Liz Carroll is one of the finest living traditional Irish fiddlers. When she was just 18, she won the prestigious All Ireland Senior Championship on fiddle. Since then, she has played not just with some of the best Irish and Irish-American musicians, but also with a variety of other greats, from the late violinist Yehudi Menuhin to Don Henley. In 1994, the National Endowment for the Arts awarded her a National Heritage Fellowship – the top U.S. honor for traditional musicians. Not only is she an awesome fiddler, she’s also a fine composer, with more than 200 new tunes to her credit.

While her last album, 2000’s excellent Lost in the Loop, had a more or less even balance of original and traditional tunes, Lake Effect consists almost exclusively of Liz’s own compositions. Although these are very true to the Irish musical tradition, they also push it in exciting new directions. If you think Irish music has to be morose and maudlin, think again; most of Liz’s tunes are fun and often funny, filled more with sunshine than rain.

It’s Liz’s fiddle wizardry that makes Lake Effect such a joy. Her fiddling is strong and sweet, never screechy, digging deep into the strings to express an incredible range of emotions, from blazing fast reels to melancholy airs, playful jigs to stately waltzes. She’s accompanied throughout by ex-Solas guitarist John Doyle, whose highly percussive, rhythmic style makes a perfect complement to Liz’s often more classical approach. Máirtin O’Connor also lends his sensitive, precise accordion accompaniment to a number of tracks, providing an almost uncanny note for note match of Liz’s playing in places.

Although she does a great job with both fast and slow tunes, I really enjoy some of the slower tunes on Lake Effect. One of my favorites is “The Ghost,” which Liz composed for a play.

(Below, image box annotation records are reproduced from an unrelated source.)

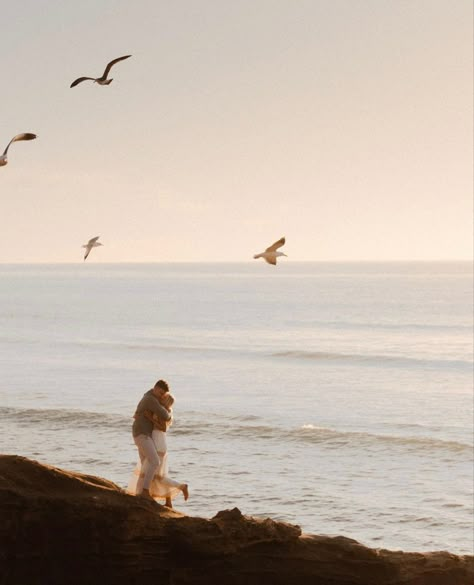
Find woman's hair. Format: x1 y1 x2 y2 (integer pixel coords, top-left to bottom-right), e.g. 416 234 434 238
160 392 174 408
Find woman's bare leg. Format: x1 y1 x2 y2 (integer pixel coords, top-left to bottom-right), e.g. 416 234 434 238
179 483 189 501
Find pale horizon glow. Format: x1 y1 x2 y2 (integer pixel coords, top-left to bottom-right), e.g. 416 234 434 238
0 0 473 260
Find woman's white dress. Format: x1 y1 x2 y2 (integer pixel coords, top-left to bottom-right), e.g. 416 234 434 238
127 429 181 500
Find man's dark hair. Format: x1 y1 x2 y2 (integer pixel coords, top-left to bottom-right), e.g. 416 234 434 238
155 380 170 392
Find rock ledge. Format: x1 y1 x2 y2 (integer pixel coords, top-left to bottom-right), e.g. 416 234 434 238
0 455 474 585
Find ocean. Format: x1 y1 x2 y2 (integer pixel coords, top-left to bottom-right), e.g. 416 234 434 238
0 259 473 554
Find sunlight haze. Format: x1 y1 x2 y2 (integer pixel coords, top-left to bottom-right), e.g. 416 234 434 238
0 0 473 260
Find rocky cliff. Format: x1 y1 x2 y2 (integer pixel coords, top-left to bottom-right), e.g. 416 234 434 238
0 455 474 585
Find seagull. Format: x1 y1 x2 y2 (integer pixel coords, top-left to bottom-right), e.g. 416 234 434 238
254 237 286 266
82 236 104 260
69 55 131 87
0 132 36 167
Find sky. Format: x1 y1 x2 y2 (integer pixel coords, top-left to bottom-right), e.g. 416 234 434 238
0 0 473 263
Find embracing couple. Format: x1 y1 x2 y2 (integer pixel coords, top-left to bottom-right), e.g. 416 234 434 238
128 380 189 508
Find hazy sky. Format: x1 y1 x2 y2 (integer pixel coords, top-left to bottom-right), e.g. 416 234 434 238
0 0 473 262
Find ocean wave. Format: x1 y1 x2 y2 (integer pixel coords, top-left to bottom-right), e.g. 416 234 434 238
0 407 473 456
272 350 472 368
0 407 131 429
294 424 473 454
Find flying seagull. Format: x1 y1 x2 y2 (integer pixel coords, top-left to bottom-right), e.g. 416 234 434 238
70 55 131 87
0 132 36 167
82 236 103 260
254 238 286 266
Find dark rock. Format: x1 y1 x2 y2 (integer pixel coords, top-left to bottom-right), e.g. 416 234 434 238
0 455 474 585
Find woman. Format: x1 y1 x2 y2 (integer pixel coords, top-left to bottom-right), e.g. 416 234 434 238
128 392 189 508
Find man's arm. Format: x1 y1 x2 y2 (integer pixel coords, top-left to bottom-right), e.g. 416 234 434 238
141 396 171 420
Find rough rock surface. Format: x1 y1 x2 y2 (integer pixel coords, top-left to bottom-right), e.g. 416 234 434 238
0 455 474 585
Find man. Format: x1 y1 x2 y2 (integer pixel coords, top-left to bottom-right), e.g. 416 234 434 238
132 380 171 500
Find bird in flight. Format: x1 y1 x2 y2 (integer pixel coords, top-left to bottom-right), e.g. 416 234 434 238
0 132 36 167
254 238 286 266
70 55 131 87
82 236 103 260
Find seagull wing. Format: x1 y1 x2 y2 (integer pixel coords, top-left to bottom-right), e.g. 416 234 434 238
102 55 131 79
69 77 95 87
265 238 285 252
3 132 36 156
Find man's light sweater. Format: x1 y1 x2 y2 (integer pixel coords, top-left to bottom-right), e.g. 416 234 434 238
132 390 171 437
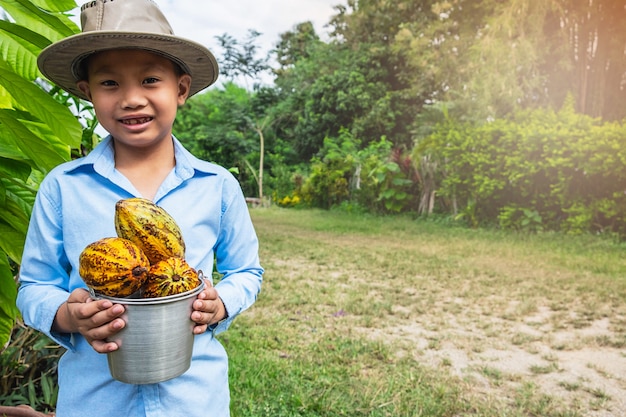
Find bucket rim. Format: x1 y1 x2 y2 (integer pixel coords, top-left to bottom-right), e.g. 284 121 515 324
96 280 205 305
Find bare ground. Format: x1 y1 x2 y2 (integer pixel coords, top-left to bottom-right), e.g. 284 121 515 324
252 213 626 417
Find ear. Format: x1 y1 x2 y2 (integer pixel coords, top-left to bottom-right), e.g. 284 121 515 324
76 80 91 101
178 74 191 106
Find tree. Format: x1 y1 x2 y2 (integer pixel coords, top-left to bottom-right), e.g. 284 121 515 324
0 0 82 345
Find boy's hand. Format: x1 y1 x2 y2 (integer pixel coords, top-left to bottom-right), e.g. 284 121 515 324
53 288 126 353
191 279 226 334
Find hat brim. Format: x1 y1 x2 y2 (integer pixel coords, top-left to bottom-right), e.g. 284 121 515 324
37 31 219 100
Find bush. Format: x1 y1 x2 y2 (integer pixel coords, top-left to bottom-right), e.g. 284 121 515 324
0 323 65 412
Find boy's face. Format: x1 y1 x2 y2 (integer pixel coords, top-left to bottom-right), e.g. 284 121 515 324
77 49 191 148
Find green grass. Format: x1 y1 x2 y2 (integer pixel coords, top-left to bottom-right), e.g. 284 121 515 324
220 208 626 417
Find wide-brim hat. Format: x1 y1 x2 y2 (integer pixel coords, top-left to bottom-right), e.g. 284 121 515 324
37 0 219 99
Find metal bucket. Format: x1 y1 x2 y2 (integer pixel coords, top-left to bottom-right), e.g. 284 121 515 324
99 283 204 384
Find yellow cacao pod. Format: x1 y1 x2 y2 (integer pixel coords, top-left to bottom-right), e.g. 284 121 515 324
78 237 150 297
142 258 201 298
115 198 185 264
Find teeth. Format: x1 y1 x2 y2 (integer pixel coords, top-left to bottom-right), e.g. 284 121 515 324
122 117 151 125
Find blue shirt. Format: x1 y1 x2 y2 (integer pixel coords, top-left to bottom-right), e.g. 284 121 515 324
17 136 263 417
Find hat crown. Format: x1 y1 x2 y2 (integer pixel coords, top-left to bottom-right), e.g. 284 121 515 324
80 0 174 35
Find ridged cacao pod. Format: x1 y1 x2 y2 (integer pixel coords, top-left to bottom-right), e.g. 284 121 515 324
115 198 185 264
78 237 150 297
142 258 201 298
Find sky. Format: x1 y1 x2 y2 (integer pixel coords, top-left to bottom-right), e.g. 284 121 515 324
69 0 345 85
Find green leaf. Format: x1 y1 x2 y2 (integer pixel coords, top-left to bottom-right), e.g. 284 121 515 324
0 156 30 181
0 61 82 148
0 0 79 42
0 254 19 347
0 109 66 171
31 0 77 12
0 20 50 80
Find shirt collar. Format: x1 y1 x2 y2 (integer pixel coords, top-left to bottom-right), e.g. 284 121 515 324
65 135 218 179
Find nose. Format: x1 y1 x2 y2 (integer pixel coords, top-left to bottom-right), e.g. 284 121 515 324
120 85 147 109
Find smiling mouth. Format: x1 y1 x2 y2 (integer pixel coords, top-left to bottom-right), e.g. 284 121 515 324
121 117 152 125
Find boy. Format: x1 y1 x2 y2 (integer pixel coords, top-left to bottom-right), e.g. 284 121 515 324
17 0 263 417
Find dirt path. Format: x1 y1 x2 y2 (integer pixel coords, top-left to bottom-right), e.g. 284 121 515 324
367 300 626 417
250 211 626 417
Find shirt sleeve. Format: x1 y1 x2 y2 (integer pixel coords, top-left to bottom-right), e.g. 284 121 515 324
212 178 264 334
17 177 72 349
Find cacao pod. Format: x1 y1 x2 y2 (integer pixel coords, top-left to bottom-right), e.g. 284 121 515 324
142 258 201 298
78 237 150 297
115 198 185 264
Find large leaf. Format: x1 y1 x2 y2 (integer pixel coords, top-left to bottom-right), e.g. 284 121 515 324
0 60 82 148
0 0 79 42
0 109 67 171
0 179 37 264
0 253 19 346
31 0 76 12
0 156 30 181
0 20 50 80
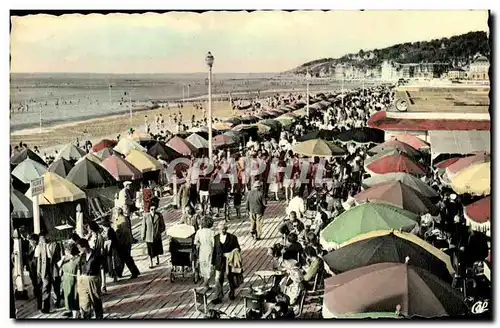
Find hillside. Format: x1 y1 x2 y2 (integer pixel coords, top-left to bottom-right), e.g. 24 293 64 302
288 31 490 76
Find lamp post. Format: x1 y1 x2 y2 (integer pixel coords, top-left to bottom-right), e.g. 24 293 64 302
306 70 311 117
205 51 214 161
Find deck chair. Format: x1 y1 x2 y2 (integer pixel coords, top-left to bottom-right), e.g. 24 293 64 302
243 296 262 318
193 288 209 315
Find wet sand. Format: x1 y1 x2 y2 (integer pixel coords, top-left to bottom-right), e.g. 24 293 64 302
10 101 236 154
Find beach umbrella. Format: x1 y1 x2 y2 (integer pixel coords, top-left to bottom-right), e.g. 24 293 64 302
323 232 454 283
10 174 30 193
186 133 208 149
12 158 47 184
212 122 233 131
333 127 385 144
446 153 491 179
361 173 439 198
147 142 182 161
297 130 335 141
25 172 87 205
259 119 281 131
264 109 284 117
366 154 426 175
464 196 491 236
222 117 243 127
291 107 311 117
368 140 421 158
389 134 431 150
323 257 469 318
76 153 102 164
320 203 420 249
94 148 124 161
240 115 259 124
451 162 491 196
10 148 47 166
128 131 154 143
167 136 197 155
113 138 146 156
92 139 118 152
255 112 274 120
212 134 238 147
342 230 455 275
292 139 346 157
364 149 406 167
10 188 33 219
125 150 163 173
49 158 73 178
57 143 87 161
354 181 439 215
101 155 142 181
66 159 116 189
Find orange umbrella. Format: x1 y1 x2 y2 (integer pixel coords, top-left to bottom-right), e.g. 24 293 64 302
366 154 426 175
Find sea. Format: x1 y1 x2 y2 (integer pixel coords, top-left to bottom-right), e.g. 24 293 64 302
10 73 364 131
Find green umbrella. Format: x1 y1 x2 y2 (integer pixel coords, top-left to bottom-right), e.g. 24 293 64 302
320 203 420 248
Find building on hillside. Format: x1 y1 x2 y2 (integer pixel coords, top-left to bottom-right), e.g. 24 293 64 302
447 67 467 80
467 56 490 80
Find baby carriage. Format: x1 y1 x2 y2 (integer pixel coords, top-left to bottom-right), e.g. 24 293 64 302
167 224 199 283
208 182 229 221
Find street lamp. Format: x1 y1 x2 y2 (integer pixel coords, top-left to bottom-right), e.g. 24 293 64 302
205 51 214 161
306 70 311 117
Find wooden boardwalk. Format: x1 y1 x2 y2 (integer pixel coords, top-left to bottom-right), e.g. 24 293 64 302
16 202 320 319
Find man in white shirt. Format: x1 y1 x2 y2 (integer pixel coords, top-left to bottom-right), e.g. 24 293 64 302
286 195 306 219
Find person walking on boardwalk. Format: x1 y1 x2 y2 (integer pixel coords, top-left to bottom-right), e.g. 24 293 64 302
247 181 266 241
212 221 241 304
58 241 80 319
76 238 104 319
194 217 215 288
141 206 165 268
113 208 139 279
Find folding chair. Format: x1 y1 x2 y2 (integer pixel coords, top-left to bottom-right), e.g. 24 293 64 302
193 288 209 315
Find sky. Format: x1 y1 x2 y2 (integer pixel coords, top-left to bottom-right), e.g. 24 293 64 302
10 11 488 73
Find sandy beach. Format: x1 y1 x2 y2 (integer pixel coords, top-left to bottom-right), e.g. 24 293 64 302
10 101 236 154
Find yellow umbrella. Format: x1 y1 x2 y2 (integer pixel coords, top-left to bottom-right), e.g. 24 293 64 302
125 149 163 173
451 162 491 196
212 122 232 131
113 138 146 155
26 172 87 205
275 115 295 126
252 123 271 134
292 139 345 157
341 230 455 275
77 153 102 165
292 108 307 117
129 131 153 142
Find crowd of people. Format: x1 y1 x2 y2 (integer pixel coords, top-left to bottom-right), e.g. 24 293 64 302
9 83 488 318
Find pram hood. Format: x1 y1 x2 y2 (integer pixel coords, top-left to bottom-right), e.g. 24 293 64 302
167 223 195 239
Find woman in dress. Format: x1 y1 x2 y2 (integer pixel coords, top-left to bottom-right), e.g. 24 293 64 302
141 206 165 268
194 219 215 288
58 241 80 319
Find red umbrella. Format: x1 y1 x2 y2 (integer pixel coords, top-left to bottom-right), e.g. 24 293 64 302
434 157 461 169
354 181 439 215
366 154 425 175
464 196 491 234
391 134 430 150
101 155 142 181
446 153 491 174
92 139 118 152
213 134 237 147
167 136 197 155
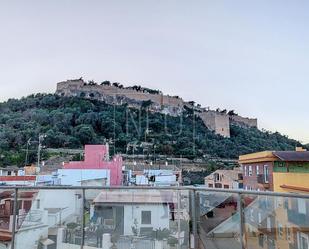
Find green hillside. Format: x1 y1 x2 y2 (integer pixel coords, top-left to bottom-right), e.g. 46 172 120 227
0 94 301 166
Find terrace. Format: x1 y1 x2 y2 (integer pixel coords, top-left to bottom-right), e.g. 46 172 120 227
0 186 309 249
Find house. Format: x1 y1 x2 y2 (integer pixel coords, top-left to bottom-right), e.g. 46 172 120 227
124 163 183 186
205 168 243 189
56 169 111 186
0 166 22 177
0 175 36 186
239 148 309 249
239 148 309 192
90 191 177 235
60 144 122 186
0 190 82 249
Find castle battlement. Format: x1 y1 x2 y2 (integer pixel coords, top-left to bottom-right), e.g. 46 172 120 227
56 78 257 137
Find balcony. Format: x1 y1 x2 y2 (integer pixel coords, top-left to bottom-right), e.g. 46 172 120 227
0 186 309 249
257 174 269 189
287 209 309 230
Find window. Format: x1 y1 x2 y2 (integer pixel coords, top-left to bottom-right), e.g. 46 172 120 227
258 212 262 224
297 198 307 214
264 165 269 183
249 165 252 176
142 211 151 225
297 233 309 249
255 165 260 175
278 222 283 238
286 227 291 241
267 217 271 232
36 199 40 209
250 208 254 222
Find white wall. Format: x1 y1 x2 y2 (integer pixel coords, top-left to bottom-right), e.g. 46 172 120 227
58 169 110 186
124 204 170 235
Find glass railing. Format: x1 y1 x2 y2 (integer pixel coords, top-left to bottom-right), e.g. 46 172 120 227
0 187 309 249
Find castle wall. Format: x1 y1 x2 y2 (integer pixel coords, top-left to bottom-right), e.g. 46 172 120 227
230 115 258 128
199 111 231 137
56 79 257 137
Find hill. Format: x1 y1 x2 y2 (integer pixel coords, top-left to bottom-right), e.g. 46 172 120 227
0 94 301 166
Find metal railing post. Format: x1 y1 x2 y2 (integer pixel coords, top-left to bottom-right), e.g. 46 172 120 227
190 190 198 249
237 193 246 249
11 188 18 249
81 188 86 249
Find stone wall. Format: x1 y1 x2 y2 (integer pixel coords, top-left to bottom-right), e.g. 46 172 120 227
56 79 184 115
230 115 258 128
199 111 230 137
56 79 257 137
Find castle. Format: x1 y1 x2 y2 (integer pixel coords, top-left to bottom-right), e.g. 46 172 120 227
56 78 257 137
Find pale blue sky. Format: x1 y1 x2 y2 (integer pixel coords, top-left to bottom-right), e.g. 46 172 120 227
0 0 309 142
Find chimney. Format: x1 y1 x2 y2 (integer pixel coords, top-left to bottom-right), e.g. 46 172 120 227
295 147 307 152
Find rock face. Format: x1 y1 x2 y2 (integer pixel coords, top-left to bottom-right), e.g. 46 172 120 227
56 79 257 137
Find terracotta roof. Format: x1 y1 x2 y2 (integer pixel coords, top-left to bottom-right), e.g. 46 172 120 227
205 169 242 181
273 151 309 162
93 190 177 204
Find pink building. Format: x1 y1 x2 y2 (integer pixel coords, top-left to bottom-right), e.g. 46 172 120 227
63 145 122 186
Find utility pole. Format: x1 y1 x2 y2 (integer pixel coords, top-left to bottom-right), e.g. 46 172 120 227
37 134 46 168
25 138 31 166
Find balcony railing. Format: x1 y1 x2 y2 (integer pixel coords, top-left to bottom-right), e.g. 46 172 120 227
0 186 309 249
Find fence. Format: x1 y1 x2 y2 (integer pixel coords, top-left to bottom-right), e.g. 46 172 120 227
0 186 309 249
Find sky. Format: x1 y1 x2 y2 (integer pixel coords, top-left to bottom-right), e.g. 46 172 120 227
0 0 309 143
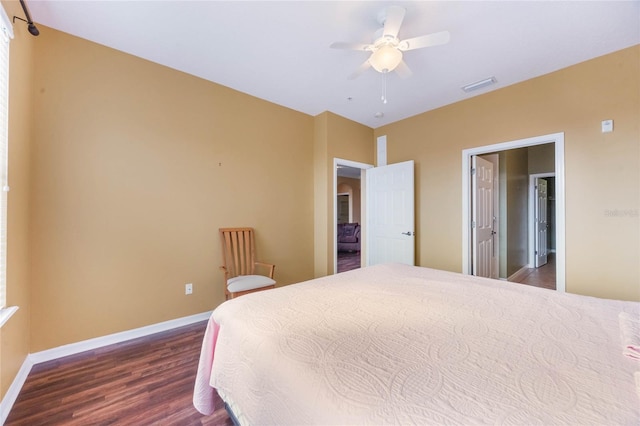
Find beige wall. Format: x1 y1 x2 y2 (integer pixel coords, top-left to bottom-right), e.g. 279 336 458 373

It starts off with haunting fiddle harmonics and slow, sad guitar, then moves into an incredibly beautiful fiddle melody, perfectly evoking a specter sweeping along the ground in a graveyard, trailing mist and memories. Another standout track is a waltz called “Hanley’s House of Happiness,” named after a famous (but long shuttered) South Side pub where accordionist Joe Cooley and other amazing musicians played while Liz was growing up. The fiddle and piano start has a very stately feel, of times gone by but fondly remembered; then bouzouki and accordion come in, with O’Connor’s gentle playing doing an amazing job of sounding like the echo of Cooley’s accordion coming down through the years.

A lot of Irish musicians do have some classical training, but few actually play with classical groups. On one set, “Catherine Kelly’s / Lake Effect,” Liz is joined by the California-based Turtle Island String Quartet for an incredible merging of folk and classical styles that you have to hear to believe. Evan Price, Turtle Island’s violinist, puts together a fun and innovative arrangement for the tunes – jazzy and swinging, with the strings sometimes responding to each other, and sometimes passing the melody from person to person.

Whether you’re a die-hard fan of Irish traditional music, or just coming to it for the first time, you’ll love Liz Carroll’s Lake Effect.